Proje konularının tek bir kazanım ya da sadece coğrafya dersine ait kazanımları içermesi STEAM eğitim yaklaşımının mantığına aykırı olacağından; kazanımlar birden fazla sınıf düzeyini ve birden fazla disiplini içerecek şekilde oluşturulmuştur.  Proje ödevleri müfredatta belirtilen konulara ve ilgili sınıflara göre dağıtılmaya özen gösterilmiştir. Projelerin tasarımı ve uygulanması sırasında okuldaki diğer derslerin dışında programlama, elektronik, 3D tasarım, mekanik gibi günümüz STEAM uygulamaları için gerekli olan yöntem ve tekniklerden de yararlanılmasının önemi vurgulanmıştır.

Ödev konularını almaya istekli daha önce coğrafya dersinden proje ödevi almış 7 öğrenci ve gönüllü olarak proje ödevi almak isteyen 27 öğrenci olmak üzere toplamda 34 öğrenci belirlenmiştir. Öğrencilere uygulama aşamalarında gerekli güvenlik önlemlerini almaları özellikle hatırlatılmıştır.

Aşağıda seçilmiş proje ödevlerinden örnekler verilmiştir.

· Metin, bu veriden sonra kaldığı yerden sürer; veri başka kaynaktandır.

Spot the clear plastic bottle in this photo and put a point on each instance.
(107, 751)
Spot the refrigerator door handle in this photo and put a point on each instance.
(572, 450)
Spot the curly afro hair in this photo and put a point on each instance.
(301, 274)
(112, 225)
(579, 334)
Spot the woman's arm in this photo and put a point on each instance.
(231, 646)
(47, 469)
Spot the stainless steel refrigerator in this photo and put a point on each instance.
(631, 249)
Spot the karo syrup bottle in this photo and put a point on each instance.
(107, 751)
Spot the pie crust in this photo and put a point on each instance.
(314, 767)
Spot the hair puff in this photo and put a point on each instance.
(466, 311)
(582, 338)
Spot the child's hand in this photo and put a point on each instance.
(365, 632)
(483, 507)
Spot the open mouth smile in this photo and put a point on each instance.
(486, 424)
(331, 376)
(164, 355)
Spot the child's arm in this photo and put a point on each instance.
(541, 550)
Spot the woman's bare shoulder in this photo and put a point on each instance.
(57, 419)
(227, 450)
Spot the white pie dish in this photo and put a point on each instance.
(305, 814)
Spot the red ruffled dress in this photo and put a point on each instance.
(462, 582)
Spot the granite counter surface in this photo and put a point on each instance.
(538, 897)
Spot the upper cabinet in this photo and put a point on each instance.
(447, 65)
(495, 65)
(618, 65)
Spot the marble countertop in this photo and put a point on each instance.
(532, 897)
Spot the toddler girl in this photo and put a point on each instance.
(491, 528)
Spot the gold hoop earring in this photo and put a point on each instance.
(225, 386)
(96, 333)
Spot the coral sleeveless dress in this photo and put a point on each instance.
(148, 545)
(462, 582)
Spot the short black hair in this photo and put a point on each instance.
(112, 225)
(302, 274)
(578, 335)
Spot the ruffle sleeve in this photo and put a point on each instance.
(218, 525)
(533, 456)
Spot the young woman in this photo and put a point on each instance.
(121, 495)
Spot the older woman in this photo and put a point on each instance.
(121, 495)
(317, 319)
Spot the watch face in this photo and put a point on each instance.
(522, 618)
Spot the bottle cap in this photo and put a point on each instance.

4.1. Yapay Zeka Tabanlı Erken Uyarı Sistemi ve Afet Yönetimi

Bu çalışma, MEB Coğrafya Müfredatının “Afetlerin oluşum nedenleri ve özelliklerini açıklar”, “Afetlerin dağılışları ile etkilerini ilişkilendirir”, “Afetlerden korunma yöntemlerini açıklar” kazanımları ile ilişkilidir. Küresel Risk Endeksi’ne göre ülkemiz 191 ülke arasında yüksek risk grubu içerisindedir (AFAD, 2018). Erken uyarı sistemleri afetlerin önlenmesi ve zararların azaltılmasında büyük önem taşır.

Problem Durumu:

- Afetlerin gerçekleşeceği yerlerde iletişim ağının olmaması.

- Afet öncesi verilerin toplanmasının zorluğu.

- Takip sistemlerinin genellikle GSM'e dayanması.

Yapay Zeka Tabanlı Erken Uyarı Sistemi:

Bu sistem, internet veya GSM'nin erişemeyeceği alanlarda (mağara, kanallar, dar vadiler) çalışacak uzun ömürlü bir sensör ağı sunar. Bu ağ:

- Telsiz iletişimi ile birbirine bağlı sensörlerden oluşur.

- Yenilenebilir enerji kaynakları kullanarak uzun süreli veri aktarımı sağlar.

- AFAD gibi kuruluşlara anında bilgi sağlayabilir.

Sistem Özellikleri:

- Kuș Evi: Sensör verilerini ana merkeze telsiz veya GSM üzerinden aktarır. Acil durumlarda devlet kuruluşlarını arayabilir ve gerekli bilgileri sesli olarak iletebilir.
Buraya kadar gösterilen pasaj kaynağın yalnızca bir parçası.